After high school, Naula pursued a formal culinary education at the Gros Bonnett Culinary Academy and Kapiolani Community College where he received his diploma. His career continued its rapid ascension leading to the executive chef position at Oahu’s Mr. Ojisan restaurant.

Naula thrives on taking the expected, adding a twist and creating the unexpected. Naula’s Hawaii born roots translate to locally-grounded elements of culinary expertise and unique flavors on the menus at Sheraton Kona. Without hesitation, he pronounces his favorite ingredient as lavender, which he transports to subtle, sublime, unpredictable uses.

Naula’s goal at Sheraton Kona is for guests to stay at the hotel as much for the location and beauty of the 509-room oceanfront resort as for the delicious and fun food they discover at every turn.

By focusing on the fundamentals, challenging and mentoring his staff, and tapping into Hawaii Island’s incredible array of fresh products, Naula knows that the resort will become a “culinary-driven destination” framed with an identity to his local roots.

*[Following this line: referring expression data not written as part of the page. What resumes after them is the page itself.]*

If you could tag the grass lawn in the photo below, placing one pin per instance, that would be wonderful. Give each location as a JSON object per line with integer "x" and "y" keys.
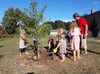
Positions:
{"x": 12, "y": 63}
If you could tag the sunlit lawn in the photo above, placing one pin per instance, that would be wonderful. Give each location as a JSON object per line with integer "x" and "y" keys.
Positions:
{"x": 9, "y": 55}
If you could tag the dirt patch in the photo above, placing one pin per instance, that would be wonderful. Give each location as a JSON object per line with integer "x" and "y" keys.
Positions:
{"x": 32, "y": 60}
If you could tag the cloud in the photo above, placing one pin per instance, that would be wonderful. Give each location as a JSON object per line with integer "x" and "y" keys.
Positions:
{"x": 66, "y": 20}
{"x": 95, "y": 3}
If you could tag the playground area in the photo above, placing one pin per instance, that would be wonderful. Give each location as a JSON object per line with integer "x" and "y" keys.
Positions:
{"x": 12, "y": 63}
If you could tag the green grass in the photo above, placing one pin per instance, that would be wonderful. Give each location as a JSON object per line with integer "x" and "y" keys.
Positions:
{"x": 9, "y": 56}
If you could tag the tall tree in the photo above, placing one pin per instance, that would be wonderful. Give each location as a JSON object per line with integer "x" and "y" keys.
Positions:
{"x": 11, "y": 17}
{"x": 34, "y": 13}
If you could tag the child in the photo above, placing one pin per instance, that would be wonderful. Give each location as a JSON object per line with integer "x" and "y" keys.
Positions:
{"x": 59, "y": 32}
{"x": 51, "y": 44}
{"x": 75, "y": 42}
{"x": 62, "y": 45}
{"x": 35, "y": 41}
{"x": 22, "y": 43}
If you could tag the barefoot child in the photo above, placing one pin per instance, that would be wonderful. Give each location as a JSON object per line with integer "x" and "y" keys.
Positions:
{"x": 22, "y": 43}
{"x": 75, "y": 42}
{"x": 62, "y": 45}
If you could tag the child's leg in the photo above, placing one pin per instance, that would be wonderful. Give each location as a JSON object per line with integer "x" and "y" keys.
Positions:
{"x": 26, "y": 50}
{"x": 74, "y": 55}
{"x": 78, "y": 53}
{"x": 20, "y": 54}
{"x": 63, "y": 57}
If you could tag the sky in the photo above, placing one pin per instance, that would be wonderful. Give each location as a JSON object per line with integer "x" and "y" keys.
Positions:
{"x": 56, "y": 9}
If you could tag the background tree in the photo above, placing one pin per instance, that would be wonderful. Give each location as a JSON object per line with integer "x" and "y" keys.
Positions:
{"x": 11, "y": 17}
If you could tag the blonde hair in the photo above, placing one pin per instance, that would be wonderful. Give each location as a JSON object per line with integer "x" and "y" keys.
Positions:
{"x": 60, "y": 30}
{"x": 62, "y": 36}
{"x": 22, "y": 31}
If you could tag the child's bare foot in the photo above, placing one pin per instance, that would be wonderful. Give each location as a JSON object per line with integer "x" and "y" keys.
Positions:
{"x": 26, "y": 52}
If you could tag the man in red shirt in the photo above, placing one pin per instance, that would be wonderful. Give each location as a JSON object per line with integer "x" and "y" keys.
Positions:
{"x": 84, "y": 30}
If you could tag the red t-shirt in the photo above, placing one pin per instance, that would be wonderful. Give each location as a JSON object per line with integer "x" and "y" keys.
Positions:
{"x": 82, "y": 22}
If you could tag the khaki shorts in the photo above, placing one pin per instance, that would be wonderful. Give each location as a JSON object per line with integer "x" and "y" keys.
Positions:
{"x": 83, "y": 42}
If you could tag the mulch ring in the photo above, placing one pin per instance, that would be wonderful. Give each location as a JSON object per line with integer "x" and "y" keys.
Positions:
{"x": 44, "y": 58}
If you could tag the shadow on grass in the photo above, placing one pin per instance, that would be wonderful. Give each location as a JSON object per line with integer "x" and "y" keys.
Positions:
{"x": 30, "y": 73}
{"x": 93, "y": 52}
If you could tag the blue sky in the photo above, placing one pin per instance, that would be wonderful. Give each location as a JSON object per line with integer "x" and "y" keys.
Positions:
{"x": 56, "y": 9}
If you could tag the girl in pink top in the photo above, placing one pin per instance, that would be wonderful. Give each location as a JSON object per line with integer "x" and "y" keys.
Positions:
{"x": 75, "y": 42}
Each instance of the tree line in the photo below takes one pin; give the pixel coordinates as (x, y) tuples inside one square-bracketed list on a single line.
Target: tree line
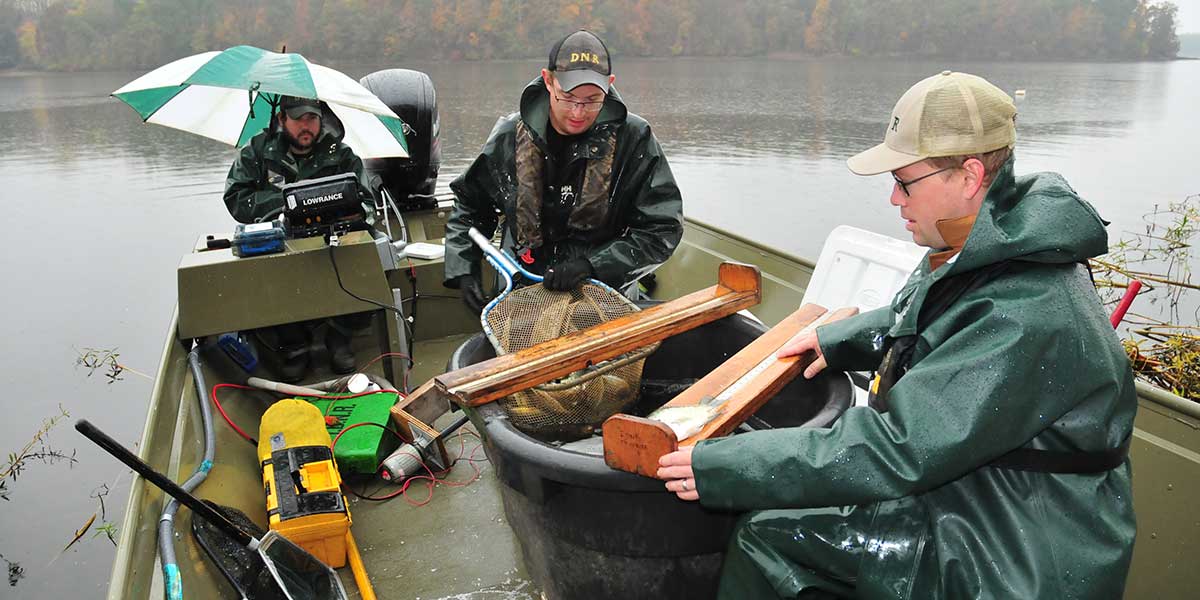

As executive chef, Naula’s responsibilities include overseeing the resort’s culinary team, menu creation for Ainakai, which offers a daily breakfast buffet, Holua Poolside Bar & Lounge serving lunch and early dinners, and all banquets, special functions and events. Prior to joining Sheraton Kona, Naula was banquet executive chef at Sheraton Waikiki.

Jayson Malla is Rays on the Bay chef de cuisine. Malla was also born and raised on Oahu. He began his culinary career at the esteemed Kahala Resort in Honolulu before expanding his horizons, and his skills, all the way to the famed Greenbrier Resort in West Virginia and the Rosewood Hotel and Spa in Menlo Park, Calif.

Malla returned to Oahu in 2010 and has worked at the Trump International Hotel Waikiki and most recently at Aulani Disney Resort and Spa before his promotion to chef de cuisine at Sheraton Kona’s signature restaurant, Rays on the Bay.

Among his peers, Malla is known as a chef who is able to reinvent the classics into delectable new culinary creations. With garlic as one of his favorite ingredients, he builds palate-pleasing flavor profiles that are imaginative, unanticipated and memorable.

At Rays on the Bay, Kona’s coolest hotspot, Malla strives to have the food match the restaurant’s amazing view so that one fully complements the other. His new menu at Rays on the Bay has just been introduced with menu items reflecting his local upbringing and skilled ability.

With Chef Robert Blesh of Greenbrier Resort as his mentor and inspiration, everything Malla prepares is elevated to new levels so that each appetizer, each dinner, every morsel, is a flavorful journey of discovery.

Taking full advantage of Hawaii Island’s abundance and the resort’s restored imu pit (a large covered cooking pit using heated stones), which had been unused for years, the Rays on the Bay menu now entices guests to embark on their own flavorful journey.

Malla holds a degree from the Western Culinary Institute in Portland, Ore.